Questa seconda ondata di Covid ha cambiato il nostro modo di vivere di cittadini ancora una volta, ci ha costretti ad attenerci a regole di comportamento più rigide e soprattutto a sacrifici umani oltre che professionali: la perdita del lavoro, la chiusura di una attività commerciale, la scomparsa di parenti e amici che si sono ammalati.
Nella speranza di comprendere cosa ne sia dei pazienti Covid ricoverati, perché gravi, in terapia intensiva senza la possibilità di comunicare e rapportarsi con l’esterno.

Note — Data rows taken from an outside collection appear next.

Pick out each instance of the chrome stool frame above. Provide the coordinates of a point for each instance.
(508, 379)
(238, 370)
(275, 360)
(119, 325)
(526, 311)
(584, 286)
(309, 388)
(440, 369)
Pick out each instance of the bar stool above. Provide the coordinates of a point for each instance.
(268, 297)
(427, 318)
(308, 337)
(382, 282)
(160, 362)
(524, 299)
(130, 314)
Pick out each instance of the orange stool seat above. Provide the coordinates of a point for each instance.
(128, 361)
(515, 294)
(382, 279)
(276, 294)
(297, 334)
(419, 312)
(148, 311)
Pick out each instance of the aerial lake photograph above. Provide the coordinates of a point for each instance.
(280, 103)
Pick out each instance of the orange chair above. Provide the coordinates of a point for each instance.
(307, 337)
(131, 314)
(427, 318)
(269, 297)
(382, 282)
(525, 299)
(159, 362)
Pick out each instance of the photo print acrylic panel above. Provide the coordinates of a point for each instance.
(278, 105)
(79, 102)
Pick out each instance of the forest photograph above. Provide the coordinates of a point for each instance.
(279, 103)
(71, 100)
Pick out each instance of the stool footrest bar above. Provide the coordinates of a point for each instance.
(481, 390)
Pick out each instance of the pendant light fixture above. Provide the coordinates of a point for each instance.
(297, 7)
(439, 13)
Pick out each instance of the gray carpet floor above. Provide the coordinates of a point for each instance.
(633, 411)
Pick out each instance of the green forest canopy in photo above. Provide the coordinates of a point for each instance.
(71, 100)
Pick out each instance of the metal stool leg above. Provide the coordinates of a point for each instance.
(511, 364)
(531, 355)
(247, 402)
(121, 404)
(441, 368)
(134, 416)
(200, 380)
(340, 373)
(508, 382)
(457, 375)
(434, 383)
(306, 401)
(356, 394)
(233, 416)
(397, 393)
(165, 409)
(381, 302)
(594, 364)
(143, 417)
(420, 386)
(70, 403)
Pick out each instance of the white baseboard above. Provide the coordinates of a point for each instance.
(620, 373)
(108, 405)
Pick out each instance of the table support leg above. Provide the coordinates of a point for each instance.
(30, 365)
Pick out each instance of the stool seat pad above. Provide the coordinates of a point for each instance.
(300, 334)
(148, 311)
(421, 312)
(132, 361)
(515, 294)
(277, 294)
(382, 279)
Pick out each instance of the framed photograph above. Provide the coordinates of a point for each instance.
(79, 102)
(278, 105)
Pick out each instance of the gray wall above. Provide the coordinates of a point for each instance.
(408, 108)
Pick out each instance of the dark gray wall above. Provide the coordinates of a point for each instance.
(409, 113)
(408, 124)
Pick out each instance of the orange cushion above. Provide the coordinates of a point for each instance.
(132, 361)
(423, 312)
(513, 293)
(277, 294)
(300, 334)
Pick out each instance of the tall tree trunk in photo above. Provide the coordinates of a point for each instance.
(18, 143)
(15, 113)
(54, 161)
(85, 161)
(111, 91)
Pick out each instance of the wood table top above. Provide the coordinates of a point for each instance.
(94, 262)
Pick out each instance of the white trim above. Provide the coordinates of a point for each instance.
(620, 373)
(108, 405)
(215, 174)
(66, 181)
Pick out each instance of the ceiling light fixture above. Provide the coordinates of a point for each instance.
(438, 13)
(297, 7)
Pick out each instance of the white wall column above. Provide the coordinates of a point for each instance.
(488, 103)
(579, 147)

Vorremmo sapere cosa gli accade nel caso in cui non ce la facciano, muoiano, il perché di loro non si sa più nulla. Magari non potremmo ricostruire ogni singolo ultimo istante di vita ma perlomeno provare a spiegare, con l’aiuto di chi in certi ospedali e reparti lavora, il dove e il come rivederli per l’ultima volta.
Un documento pubblico redatto dall’istituto Nazionale per le malattie infettive “Spallanzani”, detta le istruzioni sulla gestione delle salme di pazienti con sospetta e accertata infezione respiratoria da Coronavirus Covid-19: detta procedura si basa sulle linee guida provvisorie tramesse dalla WHO (World Health Organization – Organizzazione Mondiale della Sanità).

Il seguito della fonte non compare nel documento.